2. Match your load to the game
Bryan recommends cleaning the shells left in the pockets from the last shooting session. "Make sure you take the loads that aren't compatible with the shotgun you are using out of your hunting vest or coat." advises Bryan. While a load of 7 1/2's will do little but punch holes in the sky, a 20 gauge shell accidentally loaded in front of a 12 gauge shell is a recipe for disaster.
3. Keep yourself in good physical condition
By keeping yourself in good physical condition you will ensure you will be able to get to the areas you want to hunt and areas that have birds. Bryan has guided many hunters who weren't in good physical condition and their ability to effectively hunt was hampered greatly.
Hunters who aren't using dogs especially need to be in great shape to cover the amount of ground which must be covered to flush birds You need to be in shape so you can physically go where you want to go" says Bryan.
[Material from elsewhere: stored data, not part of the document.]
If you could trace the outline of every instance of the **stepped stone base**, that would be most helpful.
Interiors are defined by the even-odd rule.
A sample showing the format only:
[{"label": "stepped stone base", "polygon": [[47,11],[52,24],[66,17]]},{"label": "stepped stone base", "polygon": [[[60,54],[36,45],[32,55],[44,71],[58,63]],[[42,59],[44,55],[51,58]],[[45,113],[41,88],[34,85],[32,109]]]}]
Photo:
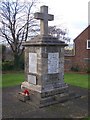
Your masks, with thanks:
[{"label": "stepped stone base", "polygon": [[30,100],[30,96],[22,95],[21,92],[18,93],[17,97],[22,102],[26,102],[27,100]]},{"label": "stepped stone base", "polygon": [[[28,89],[30,91],[30,100],[28,102],[36,105],[37,107],[44,107],[51,104],[64,102],[69,99],[69,93],[68,93],[68,86],[64,84],[62,87],[58,88],[51,88],[40,90],[40,86],[38,90],[33,86],[27,86],[26,84],[23,84],[24,89]],[[27,101],[27,100],[26,100]]]}]

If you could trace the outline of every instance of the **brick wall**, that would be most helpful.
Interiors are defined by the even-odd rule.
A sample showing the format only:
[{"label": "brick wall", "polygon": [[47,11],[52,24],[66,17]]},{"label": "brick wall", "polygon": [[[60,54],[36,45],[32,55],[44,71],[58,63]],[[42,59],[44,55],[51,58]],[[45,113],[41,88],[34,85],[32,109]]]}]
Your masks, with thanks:
[{"label": "brick wall", "polygon": [[73,66],[73,56],[65,56],[64,58],[64,70],[70,71],[71,67]]},{"label": "brick wall", "polygon": [[90,49],[87,49],[87,40],[90,39],[89,31],[90,26],[75,38],[75,55],[65,56],[65,70],[78,66],[80,71],[85,71],[90,67]]}]

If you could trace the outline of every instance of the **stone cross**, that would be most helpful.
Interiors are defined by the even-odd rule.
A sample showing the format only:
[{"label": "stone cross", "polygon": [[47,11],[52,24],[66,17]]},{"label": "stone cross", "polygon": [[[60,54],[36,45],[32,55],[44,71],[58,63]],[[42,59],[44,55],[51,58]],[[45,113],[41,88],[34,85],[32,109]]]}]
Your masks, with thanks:
[{"label": "stone cross", "polygon": [[40,19],[40,34],[48,35],[48,21],[54,20],[54,15],[48,14],[48,6],[41,6],[40,12],[34,14],[35,19]]}]

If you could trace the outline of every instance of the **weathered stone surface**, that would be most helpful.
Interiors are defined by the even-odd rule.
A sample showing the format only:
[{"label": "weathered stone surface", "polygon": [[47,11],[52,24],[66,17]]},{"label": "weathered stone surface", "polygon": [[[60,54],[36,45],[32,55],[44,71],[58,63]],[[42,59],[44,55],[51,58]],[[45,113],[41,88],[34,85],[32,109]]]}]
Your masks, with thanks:
[{"label": "weathered stone surface", "polygon": [[[44,6],[43,9],[47,9]],[[45,10],[47,11],[47,10]],[[44,12],[44,11],[43,11]],[[42,14],[44,14],[42,12]],[[36,14],[41,19],[41,35],[23,43],[25,46],[25,76],[23,87],[31,91],[31,101],[41,106],[59,101],[60,94],[67,93],[64,84],[64,47],[66,44],[48,35],[45,28],[47,17]],[[45,21],[43,21],[45,19]],[[43,23],[42,23],[43,22]],[[31,79],[31,80],[30,80]],[[55,97],[58,96],[58,97]]]},{"label": "weathered stone surface", "polygon": [[44,98],[44,97],[48,97],[48,96],[54,96],[54,95],[58,95],[58,94],[61,94],[61,93],[68,93],[68,88],[56,88],[56,89],[52,89],[52,90],[44,90],[42,93],[41,93],[41,97]]},{"label": "weathered stone surface", "polygon": [[26,102],[27,100],[30,100],[30,96],[25,96],[25,95],[22,95],[21,93],[18,93],[18,99],[23,101],[23,102]]},{"label": "weathered stone surface", "polygon": [[68,93],[55,95],[55,100],[58,101],[58,102],[64,102],[68,99],[69,99],[69,94]]},{"label": "weathered stone surface", "polygon": [[34,17],[40,19],[41,35],[48,35],[48,21],[54,19],[53,15],[48,14],[48,6],[41,6],[40,13],[35,13]]},{"label": "weathered stone surface", "polygon": [[36,85],[36,76],[35,75],[28,75],[28,82],[30,84],[35,84]]},{"label": "weathered stone surface", "polygon": [[[29,47],[29,46],[31,46],[31,47],[32,46],[34,46],[34,47],[41,47],[41,46],[43,46],[43,47],[49,46],[50,47],[50,46],[52,46],[53,48],[55,48],[56,46],[57,47],[67,46],[67,44],[65,44],[65,42],[60,41],[60,40],[58,40],[58,38],[52,37],[50,35],[48,35],[48,36],[36,36],[32,40],[26,41],[22,45],[27,46],[27,47]],[[49,50],[49,52],[50,52],[50,50]],[[55,49],[55,52],[57,52],[57,50],[58,50],[58,48]],[[53,49],[51,51],[53,51]],[[63,49],[61,51],[63,51]]]}]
4. Keep your dog in top condition and ensure the dog knows its commands.
"Keeping a good handle on your dog will make or break a successful hunt. The last thing you need is a renegade dog busting birds or running off way ahead of you while hunting." claims Bryan.
Proper etiquette in the field – only the dog's owner /handler should give any commands to the dog.
5. Take your time when taking the shot
"Many hunters hurry their shot. By doing this, it does not give the shot column a chance to spread out to cleanly take the bird. You have plenty of time to get a good bead on the bird so don't hurry the shot," says Bryan.
This fall don't despair over the reported bird count. There are plenty of birds to be had. States like Kansas, Nebraska, Iowa, and South Dakota, still have plenty of birds. With a little determination, shoe leather and following Bryan's tips, you too can limit out on ringnecks.